The current supply of listings at the end of September is 2,840, down 28% from the same time last year. With a high conversion rate of new listings to sales of 78%, it is readily apparent that if there is a pick-up in new listings in the fourth quarter, it will lead to increased sales. In September, new or current listings of 1,922 were down 16% from 2020, and 19% from 2019.
“A number of Winnipeg neighbourhoods did not meet the unrelenting demand for single-family properties,” said Doustshenas.
No better example is in the southwest Winnipeg neighbourhood of Whyte Ridge, where there were 12 sales in September and only one listing left for sale in October. This translates to a sales-to-active listings ratio of 1200%. River Park South in southeast Winnipeg had 23 sales, leaving only three listings available for sale in October.

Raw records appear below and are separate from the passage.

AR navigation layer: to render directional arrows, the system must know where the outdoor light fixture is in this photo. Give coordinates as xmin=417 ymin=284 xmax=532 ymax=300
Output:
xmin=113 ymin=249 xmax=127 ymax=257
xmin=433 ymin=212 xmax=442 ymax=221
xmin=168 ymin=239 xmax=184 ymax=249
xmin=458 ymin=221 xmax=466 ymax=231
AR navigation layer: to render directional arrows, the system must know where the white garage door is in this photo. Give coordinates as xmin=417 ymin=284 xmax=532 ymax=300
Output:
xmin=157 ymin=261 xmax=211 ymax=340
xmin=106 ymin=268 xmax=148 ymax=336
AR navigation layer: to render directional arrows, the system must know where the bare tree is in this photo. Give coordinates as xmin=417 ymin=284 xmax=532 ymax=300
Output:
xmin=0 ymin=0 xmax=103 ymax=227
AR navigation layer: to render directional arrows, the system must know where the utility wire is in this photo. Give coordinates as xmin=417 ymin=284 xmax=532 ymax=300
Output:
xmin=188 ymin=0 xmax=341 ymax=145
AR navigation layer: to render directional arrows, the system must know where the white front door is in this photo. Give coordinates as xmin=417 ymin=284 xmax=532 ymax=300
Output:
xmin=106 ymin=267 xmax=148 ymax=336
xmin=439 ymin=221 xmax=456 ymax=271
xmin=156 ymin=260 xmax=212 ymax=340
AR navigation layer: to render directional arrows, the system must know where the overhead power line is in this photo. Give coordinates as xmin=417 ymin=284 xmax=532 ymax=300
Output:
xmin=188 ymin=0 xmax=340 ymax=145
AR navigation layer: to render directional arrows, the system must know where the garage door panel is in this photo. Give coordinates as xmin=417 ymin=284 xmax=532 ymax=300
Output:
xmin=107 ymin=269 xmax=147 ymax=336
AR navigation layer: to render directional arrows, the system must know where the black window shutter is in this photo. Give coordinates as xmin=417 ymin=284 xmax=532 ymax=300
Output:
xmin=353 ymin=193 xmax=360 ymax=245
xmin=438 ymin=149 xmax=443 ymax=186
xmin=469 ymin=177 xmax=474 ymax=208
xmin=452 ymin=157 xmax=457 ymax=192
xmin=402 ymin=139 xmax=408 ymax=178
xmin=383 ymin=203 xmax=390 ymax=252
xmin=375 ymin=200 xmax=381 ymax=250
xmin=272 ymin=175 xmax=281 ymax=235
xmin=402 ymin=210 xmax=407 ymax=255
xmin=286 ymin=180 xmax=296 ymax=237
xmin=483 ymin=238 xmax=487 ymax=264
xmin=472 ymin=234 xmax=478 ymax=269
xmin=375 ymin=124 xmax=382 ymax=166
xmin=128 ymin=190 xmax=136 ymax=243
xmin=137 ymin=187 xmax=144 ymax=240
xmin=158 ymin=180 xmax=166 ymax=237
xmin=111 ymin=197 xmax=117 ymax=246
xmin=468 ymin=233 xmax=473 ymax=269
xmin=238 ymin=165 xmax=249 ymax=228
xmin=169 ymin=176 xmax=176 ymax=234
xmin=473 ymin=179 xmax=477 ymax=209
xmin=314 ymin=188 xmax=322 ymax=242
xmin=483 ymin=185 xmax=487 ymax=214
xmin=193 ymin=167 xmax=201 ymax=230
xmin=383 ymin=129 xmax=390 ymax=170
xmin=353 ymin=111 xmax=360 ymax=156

Regional MLS® areas outside Winnipeg were largely below 100% sales-to-active listings ratios, meaning at month end there are more listings for sale than sales. However, the RM of Brokenhead was at 112% with 19 sales and 17 listings for sale, while the City of Selkirk is at 167% with 20 sales and 12 listings.
Given the talk of not enough listings to meet demand this year, the 19,203 listings entered on the MLS® in the first 9 months are down less than 2% from the same period in 2020. Condo listings are actually up 3% while residential-attached listings have risen 17%.
The year-to-date condominium average sales price of $244,171 has resulted in a very modest increase at less than 2%. One out of four sales are from $150,000 to $199,999, and 83% fall between $100,000 and $350,000.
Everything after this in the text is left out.